In Alberta, we now have some of the strictest legislation surrounding short-term loans. Many of these regulations have been based on the incorrect premise that short-term lending is a very profitable industry. However, the facts do not fit the narrative. A 2007 report by the Fordham Journal of Corporate and Financial Law points out that the short-term lending industry was earning a modest 3.57% profit margin. When you consider the fact that the risk of loan default in this sector is between 15-20% higher (compared to 1% for a credit card company), it becomes apparent that the profit margins are quite thin. With Alberta’s tough regulations, the profit margins are even smaller while the amount of loan approvals has dropped from over 90% to under 40%. What this means for the average Albertan is that in the not-so-distant future, this industry will not exist unless regulations are amended. When that day comes, government will have to ask itself how this service can be delivered through the public sector, or, should we change the regulations today to continue servicing this need through the private sector?

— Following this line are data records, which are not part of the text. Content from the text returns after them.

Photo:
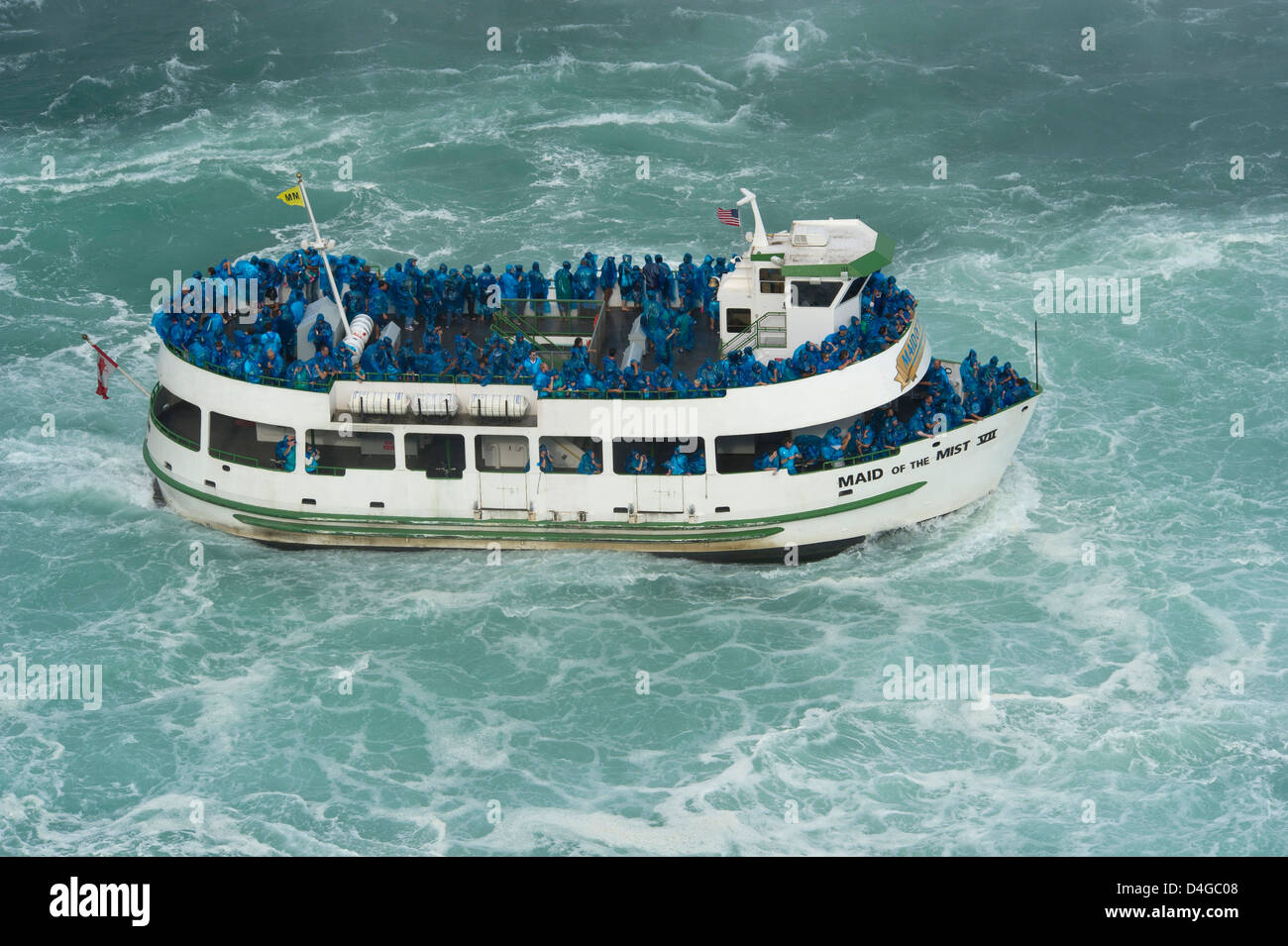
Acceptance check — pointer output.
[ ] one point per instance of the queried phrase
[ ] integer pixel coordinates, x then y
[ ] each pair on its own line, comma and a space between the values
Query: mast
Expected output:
759, 241
322, 248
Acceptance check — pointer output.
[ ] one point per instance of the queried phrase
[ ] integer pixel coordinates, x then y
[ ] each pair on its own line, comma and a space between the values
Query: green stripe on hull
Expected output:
484, 533
724, 530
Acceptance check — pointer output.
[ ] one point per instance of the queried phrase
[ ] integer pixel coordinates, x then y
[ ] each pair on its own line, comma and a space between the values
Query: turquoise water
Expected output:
511, 690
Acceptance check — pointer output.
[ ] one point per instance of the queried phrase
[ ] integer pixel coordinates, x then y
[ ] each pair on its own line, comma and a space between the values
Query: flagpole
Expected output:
142, 389
326, 263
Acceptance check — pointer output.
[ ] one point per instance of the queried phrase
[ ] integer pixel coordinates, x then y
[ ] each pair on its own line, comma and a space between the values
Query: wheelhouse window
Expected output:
250, 443
814, 295
178, 418
854, 289
441, 456
771, 279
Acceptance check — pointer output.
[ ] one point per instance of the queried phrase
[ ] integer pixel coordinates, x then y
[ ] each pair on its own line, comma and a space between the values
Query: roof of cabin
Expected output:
828, 248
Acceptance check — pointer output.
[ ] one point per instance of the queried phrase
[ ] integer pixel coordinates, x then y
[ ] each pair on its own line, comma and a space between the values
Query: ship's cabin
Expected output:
799, 284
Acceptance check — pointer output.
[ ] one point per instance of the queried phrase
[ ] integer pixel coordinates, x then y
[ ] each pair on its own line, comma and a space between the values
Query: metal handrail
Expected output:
751, 332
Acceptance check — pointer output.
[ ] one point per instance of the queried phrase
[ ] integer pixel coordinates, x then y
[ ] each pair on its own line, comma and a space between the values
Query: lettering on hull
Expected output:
896, 469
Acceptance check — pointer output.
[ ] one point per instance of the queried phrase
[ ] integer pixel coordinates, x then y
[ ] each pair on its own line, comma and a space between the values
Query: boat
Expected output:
413, 461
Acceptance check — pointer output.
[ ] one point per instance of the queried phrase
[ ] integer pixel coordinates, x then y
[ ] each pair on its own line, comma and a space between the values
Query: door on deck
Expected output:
501, 461
660, 493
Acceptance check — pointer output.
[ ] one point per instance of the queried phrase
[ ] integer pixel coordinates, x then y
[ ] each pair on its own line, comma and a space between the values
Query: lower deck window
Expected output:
339, 451
660, 457
178, 418
739, 454
441, 456
250, 443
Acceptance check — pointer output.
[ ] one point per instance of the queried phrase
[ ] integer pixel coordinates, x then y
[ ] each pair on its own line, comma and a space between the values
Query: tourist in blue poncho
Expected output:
606, 278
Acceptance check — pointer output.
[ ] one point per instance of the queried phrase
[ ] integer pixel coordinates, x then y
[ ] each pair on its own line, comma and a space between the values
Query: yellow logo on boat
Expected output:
910, 357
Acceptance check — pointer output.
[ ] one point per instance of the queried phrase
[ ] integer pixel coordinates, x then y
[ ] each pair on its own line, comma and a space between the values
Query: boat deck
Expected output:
614, 334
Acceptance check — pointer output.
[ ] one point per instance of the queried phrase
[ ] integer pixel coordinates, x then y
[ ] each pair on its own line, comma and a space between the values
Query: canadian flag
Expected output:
104, 367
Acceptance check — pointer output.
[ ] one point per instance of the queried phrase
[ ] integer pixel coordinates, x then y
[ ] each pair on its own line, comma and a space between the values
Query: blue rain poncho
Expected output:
563, 280
584, 280
832, 444
539, 288
787, 456
322, 334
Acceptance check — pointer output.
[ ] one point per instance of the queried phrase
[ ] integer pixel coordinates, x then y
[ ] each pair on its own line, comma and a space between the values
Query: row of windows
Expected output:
442, 456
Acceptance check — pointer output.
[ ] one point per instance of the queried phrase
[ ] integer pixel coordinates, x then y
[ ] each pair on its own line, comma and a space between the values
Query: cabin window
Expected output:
178, 418
737, 321
501, 454
441, 456
566, 454
738, 454
340, 451
771, 279
658, 454
855, 288
249, 443
814, 295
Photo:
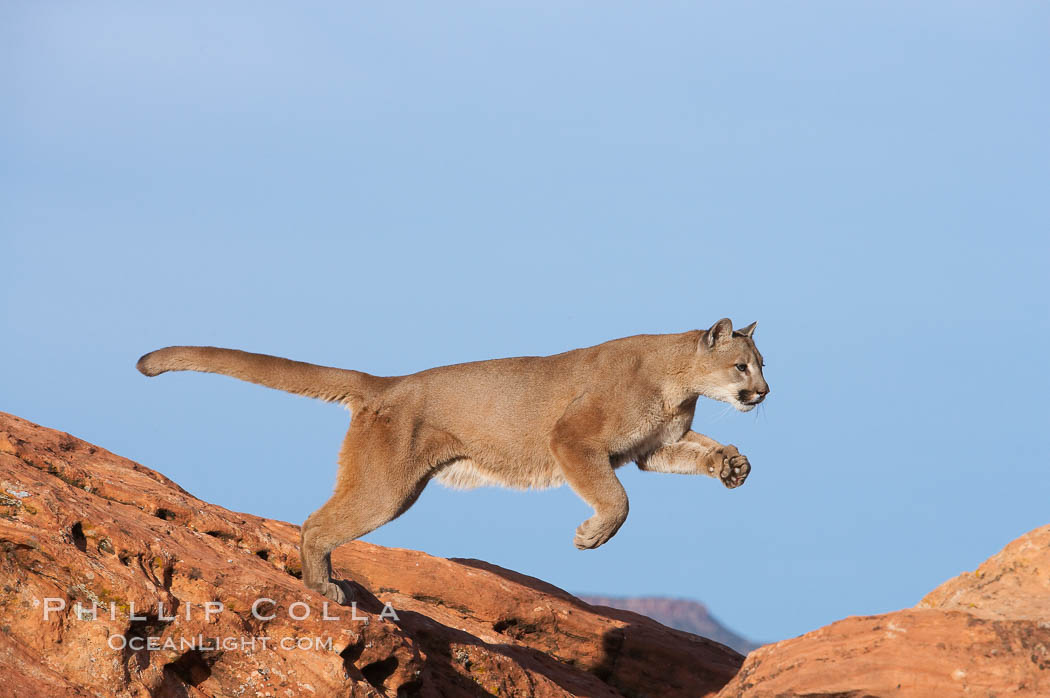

Most of us will not make use of a short-term loan. We will have sufficient savings and employment income to buttress ourselves through the tough times. When life throws those unexpected expenses at us, we are able to balance our finances without much difficulty. When you get a flat tire on your car or your electricity bill is more than expected, you are able to pay these bills through existing credit, liquid cash or savings.
This begs the question: who uses a short-term loan? The answer is ALICE (Asset Limited Income Constrained and Employed).
This is the reality for many Albertans and what they do is they rely on short-term loans to help pay the water bill. The reason they do this is because it makes financial sense. Paying $40 for a short-term loan is much better than having to pay the reconnection fees for your water bill or missing work because your car is broken. For many Albertans, short-term loans are a way to manage their finances in a sensible manner when cash flows are misaligned with expenses. Without this essential service, where do Albertans in need turn?
All of this points to a need to re-examine the role of short-term loans and how they serve the community. Are they something that should be offered by the government, or would the cost and business risk be something best absorbed by the private sector? Alternatively, is this a sector that could be reformed?
The one regulation that needs to be changed to keep the short-term lending industry alive in Alberta is section 124.3 of the Consumer Protection Act. This section requires an installment loan to be between 42 and 62 days, thereby eliminating the short-term loan whereby you borrow $200 and pay back $40 next week. In turn, why not take a different approach to short-term loans? Why not allow them to help consumers build credit and increase financial literacy? Requirements for credit reporting by short-term lenders would enable average Albertans to help themselves by enabling them to build credit and graduate to a different credit product.
Instead of being punitive in our regulatory approach, why not recognize that short-term loans are a required product servicing a group of Albertans that are not currently served by regular banks? Perhaps it is time to re-examine short term lending in Alberta.